What Is Ethical AI?
Ethical AI is the development and use of artificial intelligence systems in a way that considers and prioritises ethical principles. The ethics of AI can also be concerned with the moral behaviour of humans as they design, make, use and treat AI systems.
AI is a constantly evolving field, and as such, several important ethical considerations must be made, keeping future developments in mind to serve as guide rails for AI development.
According to a 2020 research paper, ethical AI considerations have converged globally around five principles (transparency, justice and fairness, non-maleficence, responsibility and privacy).
What Is Bias In AI?
The most significant ethical consideration with any AI system is the bias it inherits, either from the system’s developers or from the data it trains on. Since all data produced by humans carries the risk of biases, it becomes inevitable for AI systems to acquire biases.

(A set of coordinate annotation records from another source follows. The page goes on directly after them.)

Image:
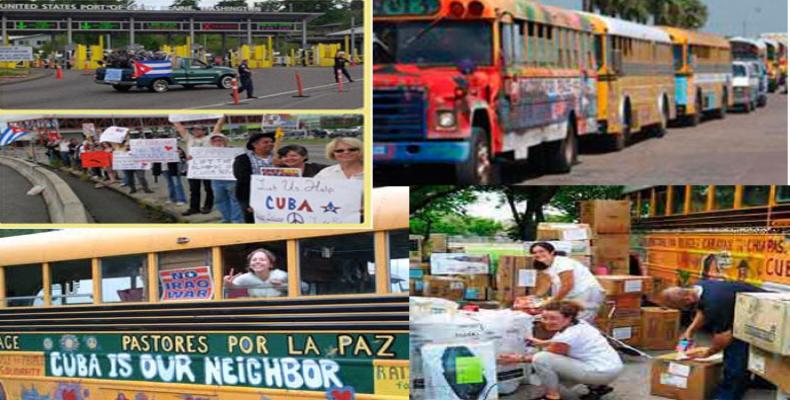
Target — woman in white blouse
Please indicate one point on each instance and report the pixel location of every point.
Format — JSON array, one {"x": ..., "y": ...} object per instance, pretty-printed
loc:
[
  {"x": 348, "y": 154},
  {"x": 261, "y": 279}
]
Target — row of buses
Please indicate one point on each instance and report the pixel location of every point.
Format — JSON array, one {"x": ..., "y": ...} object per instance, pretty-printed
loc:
[{"x": 474, "y": 83}]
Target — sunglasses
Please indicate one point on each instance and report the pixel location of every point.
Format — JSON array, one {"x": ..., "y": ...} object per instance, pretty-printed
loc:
[{"x": 351, "y": 150}]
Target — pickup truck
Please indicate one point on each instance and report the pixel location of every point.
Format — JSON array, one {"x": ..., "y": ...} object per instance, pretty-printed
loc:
[{"x": 159, "y": 75}]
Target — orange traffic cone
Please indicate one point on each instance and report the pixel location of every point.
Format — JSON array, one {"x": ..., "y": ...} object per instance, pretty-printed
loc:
[
  {"x": 235, "y": 91},
  {"x": 299, "y": 85}
]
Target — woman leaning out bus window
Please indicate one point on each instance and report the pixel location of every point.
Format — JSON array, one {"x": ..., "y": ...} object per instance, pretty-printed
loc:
[
  {"x": 261, "y": 279},
  {"x": 577, "y": 354}
]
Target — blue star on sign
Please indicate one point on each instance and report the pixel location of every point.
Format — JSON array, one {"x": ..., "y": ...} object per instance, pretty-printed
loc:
[{"x": 330, "y": 208}]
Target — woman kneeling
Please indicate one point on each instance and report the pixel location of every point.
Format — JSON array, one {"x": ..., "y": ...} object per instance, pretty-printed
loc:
[{"x": 577, "y": 354}]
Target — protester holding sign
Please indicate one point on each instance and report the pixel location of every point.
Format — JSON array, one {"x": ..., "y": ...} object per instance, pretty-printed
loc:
[
  {"x": 261, "y": 279},
  {"x": 348, "y": 153},
  {"x": 258, "y": 155},
  {"x": 198, "y": 138},
  {"x": 295, "y": 156},
  {"x": 225, "y": 190}
]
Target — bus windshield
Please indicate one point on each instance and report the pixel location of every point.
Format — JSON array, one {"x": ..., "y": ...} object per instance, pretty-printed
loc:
[{"x": 427, "y": 44}]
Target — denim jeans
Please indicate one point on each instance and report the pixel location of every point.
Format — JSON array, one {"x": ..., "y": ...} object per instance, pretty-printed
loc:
[
  {"x": 225, "y": 201},
  {"x": 175, "y": 188}
]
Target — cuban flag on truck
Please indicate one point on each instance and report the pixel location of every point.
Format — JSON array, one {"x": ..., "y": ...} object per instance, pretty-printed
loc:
[
  {"x": 9, "y": 134},
  {"x": 153, "y": 68}
]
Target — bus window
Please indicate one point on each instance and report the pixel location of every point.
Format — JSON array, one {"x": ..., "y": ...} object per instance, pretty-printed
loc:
[
  {"x": 25, "y": 289},
  {"x": 399, "y": 260},
  {"x": 782, "y": 194},
  {"x": 123, "y": 278},
  {"x": 185, "y": 274},
  {"x": 678, "y": 199},
  {"x": 72, "y": 282},
  {"x": 342, "y": 264},
  {"x": 239, "y": 259},
  {"x": 755, "y": 196},
  {"x": 724, "y": 197},
  {"x": 699, "y": 198},
  {"x": 661, "y": 201}
]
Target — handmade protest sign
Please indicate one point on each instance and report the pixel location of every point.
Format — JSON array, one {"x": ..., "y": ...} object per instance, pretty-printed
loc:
[
  {"x": 94, "y": 159},
  {"x": 186, "y": 283},
  {"x": 114, "y": 134},
  {"x": 214, "y": 163},
  {"x": 272, "y": 171},
  {"x": 305, "y": 200},
  {"x": 122, "y": 160},
  {"x": 154, "y": 150}
]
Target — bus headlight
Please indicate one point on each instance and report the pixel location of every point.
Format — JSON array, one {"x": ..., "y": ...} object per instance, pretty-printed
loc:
[{"x": 445, "y": 119}]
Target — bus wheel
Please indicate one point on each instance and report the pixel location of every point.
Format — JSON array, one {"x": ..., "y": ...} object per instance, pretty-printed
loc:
[
  {"x": 562, "y": 153},
  {"x": 479, "y": 169}
]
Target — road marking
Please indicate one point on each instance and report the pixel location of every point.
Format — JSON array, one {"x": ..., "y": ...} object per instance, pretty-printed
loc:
[{"x": 356, "y": 79}]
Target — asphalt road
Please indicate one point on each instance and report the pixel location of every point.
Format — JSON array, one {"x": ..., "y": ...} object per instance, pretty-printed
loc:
[
  {"x": 16, "y": 206},
  {"x": 740, "y": 149},
  {"x": 275, "y": 87}
]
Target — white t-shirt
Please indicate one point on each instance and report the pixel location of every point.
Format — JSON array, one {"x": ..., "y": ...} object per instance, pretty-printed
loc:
[
  {"x": 257, "y": 287},
  {"x": 583, "y": 279},
  {"x": 589, "y": 346},
  {"x": 335, "y": 172}
]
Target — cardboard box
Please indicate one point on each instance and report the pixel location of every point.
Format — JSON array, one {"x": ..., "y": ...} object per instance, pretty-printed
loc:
[
  {"x": 763, "y": 319},
  {"x": 438, "y": 242},
  {"x": 606, "y": 216},
  {"x": 660, "y": 328},
  {"x": 773, "y": 367},
  {"x": 445, "y": 287},
  {"x": 683, "y": 380},
  {"x": 476, "y": 286},
  {"x": 621, "y": 306},
  {"x": 627, "y": 330},
  {"x": 509, "y": 270},
  {"x": 570, "y": 247},
  {"x": 562, "y": 231},
  {"x": 625, "y": 284}
]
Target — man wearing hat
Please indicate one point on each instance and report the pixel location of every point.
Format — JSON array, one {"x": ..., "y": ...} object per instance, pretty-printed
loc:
[
  {"x": 340, "y": 66},
  {"x": 260, "y": 154},
  {"x": 198, "y": 138}
]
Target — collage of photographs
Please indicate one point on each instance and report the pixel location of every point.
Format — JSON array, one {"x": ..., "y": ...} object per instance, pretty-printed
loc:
[{"x": 394, "y": 199}]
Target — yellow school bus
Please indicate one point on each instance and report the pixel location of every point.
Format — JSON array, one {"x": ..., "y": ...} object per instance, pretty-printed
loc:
[
  {"x": 113, "y": 314},
  {"x": 703, "y": 74},
  {"x": 636, "y": 82},
  {"x": 713, "y": 232}
]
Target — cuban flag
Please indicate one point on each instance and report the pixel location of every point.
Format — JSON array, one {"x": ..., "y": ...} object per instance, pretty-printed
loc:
[
  {"x": 9, "y": 134},
  {"x": 153, "y": 68}
]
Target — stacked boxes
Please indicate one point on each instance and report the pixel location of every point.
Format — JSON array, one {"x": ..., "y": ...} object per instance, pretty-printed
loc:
[
  {"x": 763, "y": 321},
  {"x": 610, "y": 220},
  {"x": 620, "y": 315}
]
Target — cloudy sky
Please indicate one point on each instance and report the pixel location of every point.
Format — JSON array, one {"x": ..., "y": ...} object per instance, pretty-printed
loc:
[{"x": 726, "y": 17}]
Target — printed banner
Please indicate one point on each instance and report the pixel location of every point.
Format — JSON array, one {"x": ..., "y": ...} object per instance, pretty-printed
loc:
[
  {"x": 122, "y": 160},
  {"x": 458, "y": 263},
  {"x": 271, "y": 171},
  {"x": 186, "y": 283},
  {"x": 93, "y": 159},
  {"x": 89, "y": 129},
  {"x": 305, "y": 200},
  {"x": 154, "y": 150},
  {"x": 114, "y": 134},
  {"x": 212, "y": 162}
]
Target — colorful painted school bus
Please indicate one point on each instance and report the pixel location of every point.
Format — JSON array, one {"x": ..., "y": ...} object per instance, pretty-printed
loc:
[
  {"x": 636, "y": 82},
  {"x": 703, "y": 74},
  {"x": 470, "y": 84},
  {"x": 112, "y": 314},
  {"x": 713, "y": 232}
]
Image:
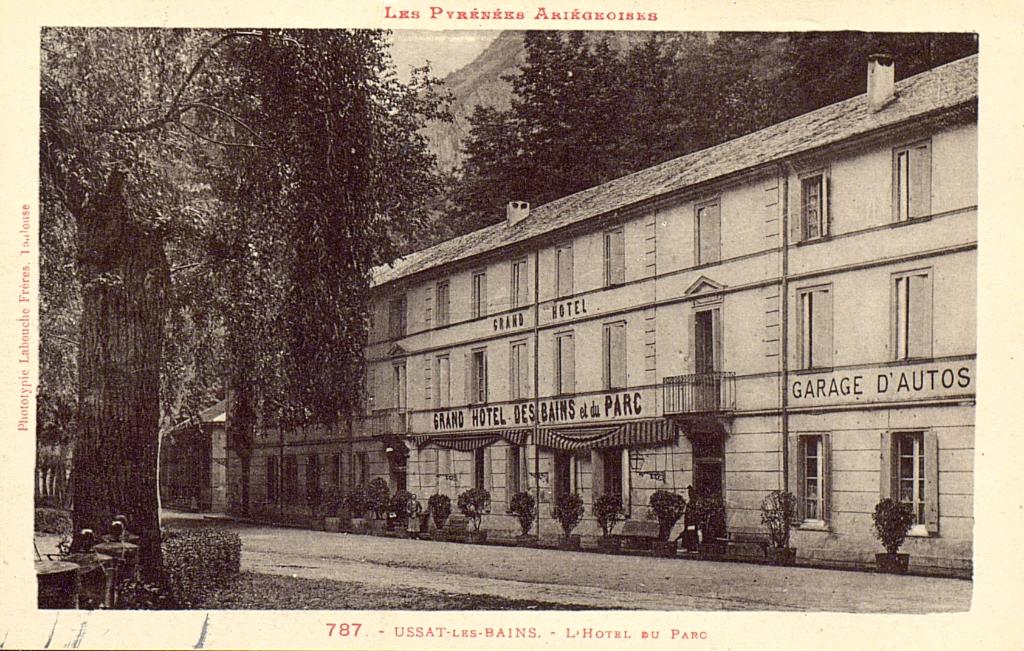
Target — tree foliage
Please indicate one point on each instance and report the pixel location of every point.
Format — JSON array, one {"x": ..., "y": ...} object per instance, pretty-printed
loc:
[
  {"x": 225, "y": 194},
  {"x": 587, "y": 110}
]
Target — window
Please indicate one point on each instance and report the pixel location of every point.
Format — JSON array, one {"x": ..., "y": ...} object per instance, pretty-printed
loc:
[
  {"x": 912, "y": 181},
  {"x": 396, "y": 317},
  {"x": 709, "y": 232},
  {"x": 614, "y": 257},
  {"x": 519, "y": 290},
  {"x": 271, "y": 478},
  {"x": 815, "y": 332},
  {"x": 813, "y": 207},
  {"x": 442, "y": 304},
  {"x": 519, "y": 369},
  {"x": 443, "y": 381},
  {"x": 479, "y": 466},
  {"x": 360, "y": 469},
  {"x": 810, "y": 462},
  {"x": 611, "y": 461},
  {"x": 912, "y": 314},
  {"x": 478, "y": 376},
  {"x": 289, "y": 479},
  {"x": 909, "y": 468},
  {"x": 335, "y": 470},
  {"x": 479, "y": 297},
  {"x": 614, "y": 355},
  {"x": 910, "y": 472},
  {"x": 563, "y": 270},
  {"x": 513, "y": 470},
  {"x": 312, "y": 480},
  {"x": 564, "y": 363},
  {"x": 400, "y": 386},
  {"x": 566, "y": 473}
]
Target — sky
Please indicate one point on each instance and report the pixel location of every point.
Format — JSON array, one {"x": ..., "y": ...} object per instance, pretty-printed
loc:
[{"x": 446, "y": 50}]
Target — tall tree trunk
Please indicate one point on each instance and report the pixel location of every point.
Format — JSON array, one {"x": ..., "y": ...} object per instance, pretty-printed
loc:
[{"x": 125, "y": 279}]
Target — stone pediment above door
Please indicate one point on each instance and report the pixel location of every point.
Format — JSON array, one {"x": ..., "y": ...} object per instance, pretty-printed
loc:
[{"x": 705, "y": 286}]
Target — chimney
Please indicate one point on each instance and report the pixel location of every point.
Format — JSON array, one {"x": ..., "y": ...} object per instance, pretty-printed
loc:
[
  {"x": 881, "y": 82},
  {"x": 516, "y": 212}
]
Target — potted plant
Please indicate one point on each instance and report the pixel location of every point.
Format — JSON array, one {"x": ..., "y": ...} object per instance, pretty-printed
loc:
[
  {"x": 709, "y": 514},
  {"x": 402, "y": 505},
  {"x": 473, "y": 504},
  {"x": 892, "y": 522},
  {"x": 523, "y": 507},
  {"x": 568, "y": 511},
  {"x": 378, "y": 498},
  {"x": 440, "y": 508},
  {"x": 356, "y": 503},
  {"x": 778, "y": 514},
  {"x": 608, "y": 510},
  {"x": 668, "y": 508},
  {"x": 331, "y": 503}
]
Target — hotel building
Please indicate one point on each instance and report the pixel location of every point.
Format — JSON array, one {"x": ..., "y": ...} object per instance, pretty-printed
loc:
[{"x": 791, "y": 309}]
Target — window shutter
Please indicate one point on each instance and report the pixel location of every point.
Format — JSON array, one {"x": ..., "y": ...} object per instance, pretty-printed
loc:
[
  {"x": 597, "y": 473},
  {"x": 565, "y": 271},
  {"x": 483, "y": 295},
  {"x": 796, "y": 212},
  {"x": 887, "y": 477},
  {"x": 826, "y": 477},
  {"x": 920, "y": 313},
  {"x": 826, "y": 205},
  {"x": 511, "y": 463},
  {"x": 797, "y": 473},
  {"x": 921, "y": 181},
  {"x": 427, "y": 388},
  {"x": 931, "y": 482},
  {"x": 822, "y": 323},
  {"x": 568, "y": 363}
]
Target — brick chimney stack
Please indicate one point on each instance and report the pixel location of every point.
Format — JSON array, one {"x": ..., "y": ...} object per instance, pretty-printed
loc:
[{"x": 881, "y": 82}]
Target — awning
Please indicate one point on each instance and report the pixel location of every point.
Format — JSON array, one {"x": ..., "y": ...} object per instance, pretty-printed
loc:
[
  {"x": 470, "y": 440},
  {"x": 635, "y": 434}
]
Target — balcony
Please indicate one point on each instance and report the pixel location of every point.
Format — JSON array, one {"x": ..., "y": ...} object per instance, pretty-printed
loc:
[
  {"x": 385, "y": 422},
  {"x": 699, "y": 393}
]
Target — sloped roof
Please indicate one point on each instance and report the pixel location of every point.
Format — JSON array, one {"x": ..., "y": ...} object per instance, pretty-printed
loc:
[{"x": 944, "y": 87}]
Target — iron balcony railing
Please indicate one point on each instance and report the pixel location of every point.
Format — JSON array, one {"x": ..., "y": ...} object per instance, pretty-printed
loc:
[
  {"x": 699, "y": 393},
  {"x": 386, "y": 422}
]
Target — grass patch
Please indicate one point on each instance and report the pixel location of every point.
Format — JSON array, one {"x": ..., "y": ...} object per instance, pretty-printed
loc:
[{"x": 250, "y": 591}]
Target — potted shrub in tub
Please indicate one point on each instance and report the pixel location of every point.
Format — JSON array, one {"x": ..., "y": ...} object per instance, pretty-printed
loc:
[
  {"x": 440, "y": 508},
  {"x": 709, "y": 513},
  {"x": 892, "y": 522},
  {"x": 401, "y": 505},
  {"x": 355, "y": 502},
  {"x": 378, "y": 498},
  {"x": 568, "y": 511},
  {"x": 778, "y": 514},
  {"x": 668, "y": 508},
  {"x": 331, "y": 504},
  {"x": 473, "y": 504},
  {"x": 608, "y": 510},
  {"x": 523, "y": 507}
]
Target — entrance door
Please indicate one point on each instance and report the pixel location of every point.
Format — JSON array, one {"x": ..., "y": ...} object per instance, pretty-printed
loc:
[
  {"x": 709, "y": 472},
  {"x": 706, "y": 389}
]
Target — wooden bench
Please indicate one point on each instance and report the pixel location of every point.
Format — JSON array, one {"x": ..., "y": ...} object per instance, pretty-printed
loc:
[
  {"x": 740, "y": 541},
  {"x": 639, "y": 533}
]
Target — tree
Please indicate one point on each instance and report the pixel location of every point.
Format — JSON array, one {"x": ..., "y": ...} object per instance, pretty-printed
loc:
[{"x": 262, "y": 169}]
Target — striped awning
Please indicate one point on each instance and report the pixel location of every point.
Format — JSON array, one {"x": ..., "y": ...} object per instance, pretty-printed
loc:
[
  {"x": 635, "y": 434},
  {"x": 470, "y": 440}
]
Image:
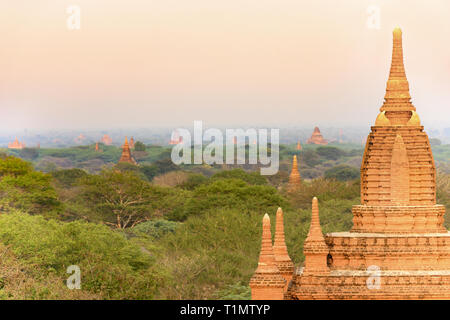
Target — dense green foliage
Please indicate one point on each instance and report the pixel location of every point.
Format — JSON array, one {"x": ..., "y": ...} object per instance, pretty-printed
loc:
[
  {"x": 159, "y": 231},
  {"x": 110, "y": 265}
]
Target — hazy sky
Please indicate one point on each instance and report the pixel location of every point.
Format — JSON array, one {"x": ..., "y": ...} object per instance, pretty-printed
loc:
[{"x": 168, "y": 62}]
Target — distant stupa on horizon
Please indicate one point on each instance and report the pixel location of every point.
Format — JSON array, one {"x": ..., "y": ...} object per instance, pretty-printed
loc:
[
  {"x": 398, "y": 247},
  {"x": 126, "y": 153},
  {"x": 16, "y": 144},
  {"x": 317, "y": 138}
]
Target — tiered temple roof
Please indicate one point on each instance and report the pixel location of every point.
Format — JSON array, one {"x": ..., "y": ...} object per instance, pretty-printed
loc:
[
  {"x": 398, "y": 247},
  {"x": 126, "y": 153},
  {"x": 294, "y": 178}
]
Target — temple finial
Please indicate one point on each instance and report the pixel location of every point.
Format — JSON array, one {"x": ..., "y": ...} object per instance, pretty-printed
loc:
[
  {"x": 294, "y": 177},
  {"x": 315, "y": 249},
  {"x": 397, "y": 102},
  {"x": 126, "y": 153}
]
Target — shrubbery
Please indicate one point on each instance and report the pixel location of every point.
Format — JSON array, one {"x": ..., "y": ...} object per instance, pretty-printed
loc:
[{"x": 110, "y": 265}]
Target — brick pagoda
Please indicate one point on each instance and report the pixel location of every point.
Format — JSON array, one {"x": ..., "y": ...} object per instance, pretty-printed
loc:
[
  {"x": 126, "y": 153},
  {"x": 398, "y": 247},
  {"x": 317, "y": 138}
]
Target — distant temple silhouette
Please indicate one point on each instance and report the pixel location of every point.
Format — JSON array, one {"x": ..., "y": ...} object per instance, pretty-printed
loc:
[
  {"x": 294, "y": 177},
  {"x": 175, "y": 138},
  {"x": 317, "y": 138},
  {"x": 16, "y": 144},
  {"x": 398, "y": 247}
]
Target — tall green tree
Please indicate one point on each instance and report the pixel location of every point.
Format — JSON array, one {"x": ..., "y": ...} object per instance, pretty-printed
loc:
[{"x": 122, "y": 198}]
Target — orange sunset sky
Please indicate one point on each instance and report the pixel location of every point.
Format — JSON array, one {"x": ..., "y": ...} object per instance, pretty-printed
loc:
[{"x": 139, "y": 63}]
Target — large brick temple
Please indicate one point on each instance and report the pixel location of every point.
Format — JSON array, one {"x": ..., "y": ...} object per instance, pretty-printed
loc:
[{"x": 398, "y": 247}]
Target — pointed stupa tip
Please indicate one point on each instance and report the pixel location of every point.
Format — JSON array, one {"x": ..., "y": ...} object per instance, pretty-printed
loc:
[
  {"x": 315, "y": 231},
  {"x": 279, "y": 212}
]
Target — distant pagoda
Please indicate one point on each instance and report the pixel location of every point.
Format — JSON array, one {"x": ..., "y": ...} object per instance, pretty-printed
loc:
[
  {"x": 317, "y": 138},
  {"x": 16, "y": 144},
  {"x": 294, "y": 178},
  {"x": 398, "y": 247},
  {"x": 126, "y": 153}
]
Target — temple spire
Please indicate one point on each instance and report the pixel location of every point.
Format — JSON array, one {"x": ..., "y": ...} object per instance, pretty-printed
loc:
[
  {"x": 126, "y": 153},
  {"x": 282, "y": 258},
  {"x": 267, "y": 282},
  {"x": 294, "y": 177},
  {"x": 397, "y": 97},
  {"x": 315, "y": 249}
]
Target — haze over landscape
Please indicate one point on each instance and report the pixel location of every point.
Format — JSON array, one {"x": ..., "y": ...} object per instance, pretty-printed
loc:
[{"x": 168, "y": 63}]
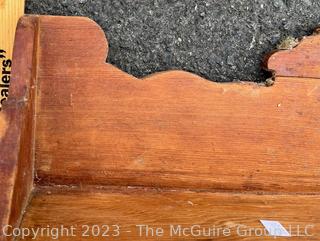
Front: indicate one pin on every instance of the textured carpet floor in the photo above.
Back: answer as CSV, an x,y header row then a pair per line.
x,y
219,40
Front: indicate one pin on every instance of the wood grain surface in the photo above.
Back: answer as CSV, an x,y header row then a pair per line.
x,y
127,208
10,12
99,125
17,130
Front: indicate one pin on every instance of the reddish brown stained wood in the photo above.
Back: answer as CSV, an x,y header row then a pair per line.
x,y
16,131
161,209
99,125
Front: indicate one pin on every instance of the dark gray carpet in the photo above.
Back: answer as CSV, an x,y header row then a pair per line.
x,y
217,39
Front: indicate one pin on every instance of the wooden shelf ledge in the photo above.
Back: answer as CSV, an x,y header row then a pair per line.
x,y
230,216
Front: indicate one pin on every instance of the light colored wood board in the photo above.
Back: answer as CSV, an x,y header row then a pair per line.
x,y
99,125
10,12
129,208
16,132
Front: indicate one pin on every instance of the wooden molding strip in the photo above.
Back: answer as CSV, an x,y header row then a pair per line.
x,y
10,12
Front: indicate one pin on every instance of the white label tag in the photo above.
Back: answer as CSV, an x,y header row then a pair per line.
x,y
275,228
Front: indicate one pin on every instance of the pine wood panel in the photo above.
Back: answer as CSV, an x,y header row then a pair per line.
x,y
16,132
128,208
10,12
99,125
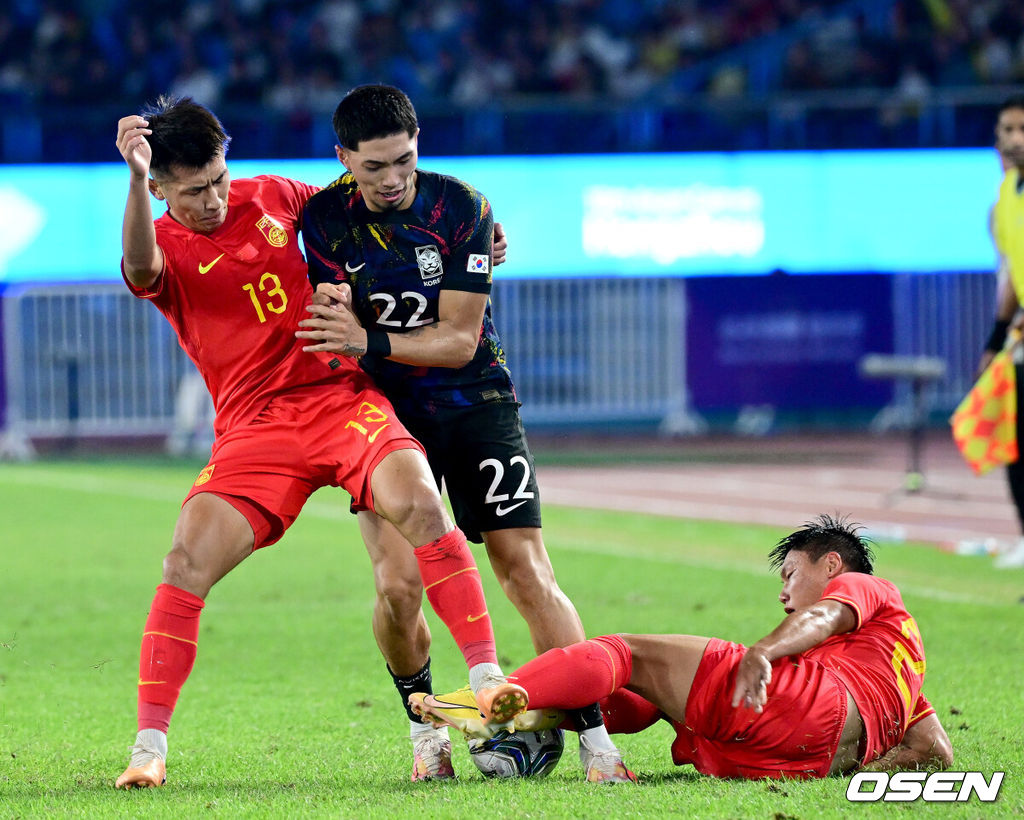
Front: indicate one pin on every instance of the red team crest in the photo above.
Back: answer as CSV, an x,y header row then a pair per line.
x,y
205,475
272,231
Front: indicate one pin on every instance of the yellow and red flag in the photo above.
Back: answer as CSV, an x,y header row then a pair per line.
x,y
985,423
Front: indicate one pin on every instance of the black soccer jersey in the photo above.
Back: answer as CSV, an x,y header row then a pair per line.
x,y
397,262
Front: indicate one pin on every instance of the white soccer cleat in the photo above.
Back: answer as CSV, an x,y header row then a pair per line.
x,y
146,768
432,756
604,766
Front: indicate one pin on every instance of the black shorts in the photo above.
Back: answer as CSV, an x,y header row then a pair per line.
x,y
481,454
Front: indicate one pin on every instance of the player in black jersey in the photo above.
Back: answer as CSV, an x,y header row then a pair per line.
x,y
401,262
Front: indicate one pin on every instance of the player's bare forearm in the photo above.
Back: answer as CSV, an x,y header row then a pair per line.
x,y
807,628
1007,302
142,259
801,631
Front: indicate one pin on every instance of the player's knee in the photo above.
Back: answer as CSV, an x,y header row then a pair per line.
x,y
399,597
418,509
181,569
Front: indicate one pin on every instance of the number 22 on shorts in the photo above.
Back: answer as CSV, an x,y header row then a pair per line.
x,y
370,421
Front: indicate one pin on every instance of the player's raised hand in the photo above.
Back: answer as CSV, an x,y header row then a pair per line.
x,y
330,295
333,328
133,145
753,677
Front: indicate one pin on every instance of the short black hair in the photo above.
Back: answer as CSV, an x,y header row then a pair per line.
x,y
372,112
827,534
184,134
1012,102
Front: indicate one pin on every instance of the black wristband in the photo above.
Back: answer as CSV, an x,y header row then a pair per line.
x,y
997,338
378,344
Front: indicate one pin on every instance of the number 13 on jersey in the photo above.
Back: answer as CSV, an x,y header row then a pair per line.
x,y
271,296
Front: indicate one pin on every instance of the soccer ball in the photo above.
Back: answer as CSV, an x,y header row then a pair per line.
x,y
518,753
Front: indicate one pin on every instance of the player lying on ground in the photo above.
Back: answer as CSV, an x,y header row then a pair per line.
x,y
223,265
835,687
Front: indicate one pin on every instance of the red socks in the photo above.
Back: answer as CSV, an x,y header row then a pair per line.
x,y
169,644
576,676
453,586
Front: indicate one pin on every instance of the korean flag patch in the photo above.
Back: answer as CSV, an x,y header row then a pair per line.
x,y
478,263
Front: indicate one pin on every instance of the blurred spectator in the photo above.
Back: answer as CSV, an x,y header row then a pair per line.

AI systems can acquire five types of biases:
- Algorithmic bias: This arises from the inherent assumptions and limitations programmed into the algorithm itself. For example, an algorithm trained on biased data may perpetuate that bias in its future predictions, unfairly disadvantaging certain groups.
- Data bias: This occurs when the data used to train an AI system is incomplete, unrepresentative or inaccurate. For instance, an AI facial recognition system trained primarily on images of white men may struggle to accurately identify the faces of women or people of colour.
- Confirmation bias: This happens when an AI system is designed to reinforce existing beliefs or expectations. For example, a news recommendation algorithm that prioritises articles confirming users’ existing political views can create echo chambers.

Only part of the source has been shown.